4. Aux termes de l’article L. 2192-1 du code de la commande publique dans sa rédaction applicable à l’espèce : ” Les titulaires de marchés conclus () les collectivités territoriales () transmettent leurs factures sous forme électronique. “. Aux termes de l’article L. 2192-5 du même code dans sa rédaction applicable : ” () Pour la mise en œuvre des obligations fixées à la sous-section 1 de la présente section, utilisent le portail public de facturation : 1° () les collectivités territoriales () ; 2° Les titulaires de marchés conclus avec un acheteur mentionné au 1° (). “. Aux termes de l’article R. 2192-3 du même code : ” Un arrêté du ministre chargé du budget, annexé au présent code, définit les modalités techniques selon lesquelles le dépôt, la transmission et la réception des factures sont effectués sur le portail public de facturation en application de l’article L. 2192-5. Ces modalités garantissent la réception immédiate et intégrale des factures et assurent la fiabilité de l’identification de l’émetteur, l’intégrité des données, la sécurité, la confidentialité et la traçabilité des échanges. L’utilisation du portail public de facturation est exclusive de tout autre mode de transmission. Lorsqu’une facture lui est transmise en dehors de ce portail, la personne publique destinataire ne peut la rejeter qu’après avoir informé l’émetteur par tout moyen de l’obligation mentionnée à l’article L. 2192-1 et l’avoir invité à s’y conformer en utilisant ce portail. “. Par ailleurs, en vertu de l’article 193 de la loi du 22 mai 2019 relative à la croissance et la transformation des entreprises, les dispositions de l’article L. 2192-1 du code de la commande publique sont applicables aux contrats en cours d’exécution à la date de leur entrée en vigueur, ce qui est le cas du marché litigieux.
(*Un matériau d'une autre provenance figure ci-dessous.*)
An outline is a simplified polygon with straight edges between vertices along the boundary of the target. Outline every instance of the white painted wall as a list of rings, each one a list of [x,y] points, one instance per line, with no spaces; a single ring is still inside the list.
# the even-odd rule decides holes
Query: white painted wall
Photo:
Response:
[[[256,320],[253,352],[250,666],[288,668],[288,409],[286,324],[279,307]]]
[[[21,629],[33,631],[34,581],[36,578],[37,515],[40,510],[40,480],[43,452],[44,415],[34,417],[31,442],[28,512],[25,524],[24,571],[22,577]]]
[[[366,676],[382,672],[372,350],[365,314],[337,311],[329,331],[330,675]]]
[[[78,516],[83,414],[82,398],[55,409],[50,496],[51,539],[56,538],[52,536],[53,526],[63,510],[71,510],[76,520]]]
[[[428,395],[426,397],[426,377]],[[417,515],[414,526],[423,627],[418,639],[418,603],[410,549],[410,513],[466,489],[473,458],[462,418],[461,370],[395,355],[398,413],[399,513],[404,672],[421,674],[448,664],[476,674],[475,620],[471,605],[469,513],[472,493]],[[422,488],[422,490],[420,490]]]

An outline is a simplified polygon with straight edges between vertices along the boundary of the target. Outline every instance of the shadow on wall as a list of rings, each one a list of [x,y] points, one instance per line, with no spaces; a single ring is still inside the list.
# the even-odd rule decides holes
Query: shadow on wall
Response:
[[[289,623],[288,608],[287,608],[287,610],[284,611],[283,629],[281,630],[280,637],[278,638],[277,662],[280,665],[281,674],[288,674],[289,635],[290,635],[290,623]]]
5. Il résulte de ces dispositions que la SAS Entreprise Pitel devait, quand bien même les stipulations de l’article 13.3.2 du CCAG-Travaux dans leur rédaction alors en vigueur permettaient la transmission du décompte général par tout moyen, déposer le projet de décompte final sur la plateforme Chorus Pro. Toutefois, il ne résulte pas de l’instruction et n’est d’ailleurs pas allégué que la commune de Gennevilliers, à réception du pli recommandé contenant le décompte final transmis par la SAS Entreprise Pitel, ait informé cette dernière du rejet du décompte pour ce motif et l’ait invitée à utiliser le portail public de facturation Chorus Pro, ainsi que l’exigent les dispositions précitées de l’article R. 2192-3 du code de la commande publique. Dans ces conditions, la réception, par la commune de Gennevilliers et le maître d’œuvre, de ce pli comportant le projet de décompte final établi par la SAS Entreprise Pitel a fait courir le délai de trente jours prévu à l’article 13.4.2 du CCAG-Travaux, dont le dépassement a donné lieu à l’établissement d’un décompte général et définitif tacite dans les conditions prévues par l’article 13.4.4 de ce cahier.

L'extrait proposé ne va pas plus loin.